In a long-running Massachusetts foreclosure case, Wells Fargo Bank, N.A. v. Coulsey, the Massachusetts Appeals Court weighed in on the applicability and limits of Chapter 93A. The decision provides guidance as to how—and when—Chapter 93A claims may be brought, and when repeated litigation crosses the line into claim preclusion.
The dispute began in 2007 when the plaintiff purchased a home with a loan and mortgage she would soon default on. Over the next 17 years, the plaintiff engaged in a prolonged legal battle with multiple mortgage holders, ultimately culminating in an eviction. The plaintiff repeatedly but unsuccessfully invoked Chapter 93A in an attempt to block foreclosure and eviction. The plaintiff’s claims were first dismissed without prejudice in federal court and her later attempts to revive or amend the 93A claims were rejected. They were again dismissed in a state court in a collateral action.
The Appeals Court affirmed the state-court dismissal and issued a clear rebuke to repeatedly raising Chapter 93A claims based on the same factual nucleus. The Appeals Court emphasized the following:

Prior Opportunity. The plaintiff was allowed in 2016 to amend her complaint to better articulate 93A violations. That was the moment to raise all related theories. The court found that “any new basis or theory supporting her c. 93A claim could have been brought at that time.”
Ongoing Harm v. Ongoing Claim. Plaintiff argued that her 93A claim should be revived because defendant’s alleged misconduct was “ongoing.” The court rejected that logic, stating: “[Plaintiff’s] assertion that c. 93A violations are ongoing and therefore could not have been advanced in prior litigation is contrary to the purpose of res judicata…” In short, the passage of time or continued impact did not give the plaintiff the right to relitigate previously dismissed claims.

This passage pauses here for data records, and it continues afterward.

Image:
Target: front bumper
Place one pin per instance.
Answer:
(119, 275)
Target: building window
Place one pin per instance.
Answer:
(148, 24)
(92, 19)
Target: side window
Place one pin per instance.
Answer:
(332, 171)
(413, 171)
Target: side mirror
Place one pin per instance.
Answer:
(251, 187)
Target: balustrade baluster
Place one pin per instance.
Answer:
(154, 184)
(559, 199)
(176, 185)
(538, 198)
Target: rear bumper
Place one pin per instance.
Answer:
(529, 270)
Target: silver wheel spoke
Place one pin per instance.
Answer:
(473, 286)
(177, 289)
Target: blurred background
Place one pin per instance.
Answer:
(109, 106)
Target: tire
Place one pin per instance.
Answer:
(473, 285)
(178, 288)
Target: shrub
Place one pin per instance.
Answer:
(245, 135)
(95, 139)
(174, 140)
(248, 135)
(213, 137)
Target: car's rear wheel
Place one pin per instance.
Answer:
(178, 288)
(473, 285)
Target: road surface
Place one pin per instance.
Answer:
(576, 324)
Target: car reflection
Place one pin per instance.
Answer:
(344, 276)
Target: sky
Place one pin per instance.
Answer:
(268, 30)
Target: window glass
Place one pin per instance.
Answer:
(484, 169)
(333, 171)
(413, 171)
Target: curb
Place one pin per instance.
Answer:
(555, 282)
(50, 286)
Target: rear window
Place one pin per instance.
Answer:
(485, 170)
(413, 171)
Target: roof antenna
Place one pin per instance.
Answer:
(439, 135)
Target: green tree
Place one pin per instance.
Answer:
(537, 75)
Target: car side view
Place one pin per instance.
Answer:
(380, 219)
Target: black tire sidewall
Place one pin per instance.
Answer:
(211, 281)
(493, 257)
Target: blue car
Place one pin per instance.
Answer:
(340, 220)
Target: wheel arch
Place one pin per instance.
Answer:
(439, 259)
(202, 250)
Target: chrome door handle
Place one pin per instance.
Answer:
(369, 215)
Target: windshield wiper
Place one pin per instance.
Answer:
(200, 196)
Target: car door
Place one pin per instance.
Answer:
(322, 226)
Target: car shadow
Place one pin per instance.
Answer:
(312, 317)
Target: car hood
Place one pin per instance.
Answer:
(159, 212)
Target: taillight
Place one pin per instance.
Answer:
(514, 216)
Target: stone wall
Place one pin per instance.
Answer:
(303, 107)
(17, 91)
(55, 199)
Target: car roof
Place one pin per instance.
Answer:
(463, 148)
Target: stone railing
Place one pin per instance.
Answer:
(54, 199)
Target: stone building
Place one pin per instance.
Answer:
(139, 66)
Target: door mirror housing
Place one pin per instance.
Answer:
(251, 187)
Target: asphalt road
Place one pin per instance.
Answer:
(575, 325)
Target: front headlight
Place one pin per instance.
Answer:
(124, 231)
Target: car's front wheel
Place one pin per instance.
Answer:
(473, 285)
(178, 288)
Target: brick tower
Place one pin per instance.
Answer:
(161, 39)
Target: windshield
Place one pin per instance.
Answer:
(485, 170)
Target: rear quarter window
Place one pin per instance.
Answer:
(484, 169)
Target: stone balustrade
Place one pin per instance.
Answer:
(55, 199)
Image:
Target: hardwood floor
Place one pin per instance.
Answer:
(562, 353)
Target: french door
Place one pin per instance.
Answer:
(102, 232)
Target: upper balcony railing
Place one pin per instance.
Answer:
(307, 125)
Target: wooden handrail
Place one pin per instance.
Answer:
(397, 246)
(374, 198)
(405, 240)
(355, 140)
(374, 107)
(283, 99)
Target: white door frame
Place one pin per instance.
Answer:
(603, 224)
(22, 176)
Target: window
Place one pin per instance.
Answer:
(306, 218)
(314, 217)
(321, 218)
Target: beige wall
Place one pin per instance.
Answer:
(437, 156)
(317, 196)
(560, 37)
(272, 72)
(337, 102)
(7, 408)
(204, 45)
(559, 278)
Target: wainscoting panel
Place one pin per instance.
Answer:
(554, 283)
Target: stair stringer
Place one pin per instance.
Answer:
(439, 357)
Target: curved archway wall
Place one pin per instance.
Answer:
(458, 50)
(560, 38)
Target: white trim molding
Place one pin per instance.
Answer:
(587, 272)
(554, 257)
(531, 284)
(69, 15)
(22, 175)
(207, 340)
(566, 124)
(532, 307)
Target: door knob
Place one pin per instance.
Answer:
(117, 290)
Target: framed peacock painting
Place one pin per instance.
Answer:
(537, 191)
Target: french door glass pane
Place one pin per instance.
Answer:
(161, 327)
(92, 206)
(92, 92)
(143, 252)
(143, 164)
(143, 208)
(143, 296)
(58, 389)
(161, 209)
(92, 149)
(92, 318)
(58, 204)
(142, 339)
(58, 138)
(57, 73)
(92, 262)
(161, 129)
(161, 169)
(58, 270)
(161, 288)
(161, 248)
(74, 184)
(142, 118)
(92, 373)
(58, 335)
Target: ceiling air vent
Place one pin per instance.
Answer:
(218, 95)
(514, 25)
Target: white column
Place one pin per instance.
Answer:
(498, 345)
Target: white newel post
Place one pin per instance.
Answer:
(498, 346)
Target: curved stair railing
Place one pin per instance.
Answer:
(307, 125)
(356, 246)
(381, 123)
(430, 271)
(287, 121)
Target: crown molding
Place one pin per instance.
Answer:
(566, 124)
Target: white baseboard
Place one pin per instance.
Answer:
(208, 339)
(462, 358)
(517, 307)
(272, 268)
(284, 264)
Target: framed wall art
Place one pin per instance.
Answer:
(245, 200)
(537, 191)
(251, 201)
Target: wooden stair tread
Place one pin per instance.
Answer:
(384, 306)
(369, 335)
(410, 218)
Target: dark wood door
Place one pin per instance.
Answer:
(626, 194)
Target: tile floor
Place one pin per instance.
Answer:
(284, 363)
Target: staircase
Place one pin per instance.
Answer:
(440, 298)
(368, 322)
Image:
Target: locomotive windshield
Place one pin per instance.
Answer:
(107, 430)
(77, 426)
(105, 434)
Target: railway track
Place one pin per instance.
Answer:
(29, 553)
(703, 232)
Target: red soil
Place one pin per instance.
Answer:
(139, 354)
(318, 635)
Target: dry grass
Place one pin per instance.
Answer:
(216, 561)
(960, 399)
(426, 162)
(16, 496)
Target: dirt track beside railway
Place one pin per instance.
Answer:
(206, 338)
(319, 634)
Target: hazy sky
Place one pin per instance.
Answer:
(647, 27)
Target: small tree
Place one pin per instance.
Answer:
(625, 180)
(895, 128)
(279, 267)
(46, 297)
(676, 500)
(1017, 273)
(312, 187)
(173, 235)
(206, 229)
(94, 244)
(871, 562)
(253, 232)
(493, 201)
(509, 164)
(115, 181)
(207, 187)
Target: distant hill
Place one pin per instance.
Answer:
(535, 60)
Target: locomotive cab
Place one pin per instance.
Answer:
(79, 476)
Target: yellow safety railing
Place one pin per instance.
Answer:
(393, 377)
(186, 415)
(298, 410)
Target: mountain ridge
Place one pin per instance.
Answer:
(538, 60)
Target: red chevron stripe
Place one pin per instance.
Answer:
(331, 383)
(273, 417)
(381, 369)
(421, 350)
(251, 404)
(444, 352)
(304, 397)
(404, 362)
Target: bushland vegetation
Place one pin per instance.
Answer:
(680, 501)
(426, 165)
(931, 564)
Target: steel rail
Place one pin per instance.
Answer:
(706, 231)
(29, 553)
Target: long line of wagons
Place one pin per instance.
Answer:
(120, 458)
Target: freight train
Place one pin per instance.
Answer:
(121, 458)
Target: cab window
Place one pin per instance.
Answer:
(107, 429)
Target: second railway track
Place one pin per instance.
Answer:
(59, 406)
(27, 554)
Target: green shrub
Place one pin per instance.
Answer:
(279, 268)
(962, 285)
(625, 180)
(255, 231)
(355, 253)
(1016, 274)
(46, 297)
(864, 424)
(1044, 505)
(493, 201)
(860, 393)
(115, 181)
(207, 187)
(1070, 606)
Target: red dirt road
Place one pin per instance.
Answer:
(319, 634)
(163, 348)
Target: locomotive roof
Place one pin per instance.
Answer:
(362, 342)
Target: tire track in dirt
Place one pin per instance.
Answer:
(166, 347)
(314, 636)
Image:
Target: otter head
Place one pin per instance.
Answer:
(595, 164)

Chapter 93A Not Exempt from Res Judicata. Importantly, the court reiterated that Chapter 93A claims—like any civil claim—are subject to rules of finality. If a claim is dismissed with prejudice or could have been litigated earlier, it cannot be brought again just by rebranding it or restating the facts.

Implications for Companies
A litigant does not get endless chances to reframe Chapter 93A claims. If the allegations asserted are vague or conclusory, challenging them in a motion to dismiss is appropriate even under the broad reach of Chapter 93A. The decision underscores that consumer rights are balanced against the need for closure. Once courts have ruled on a matter, even the broad protections of Chapter 93A will not open the door to re-litigating the same claims under a new heading.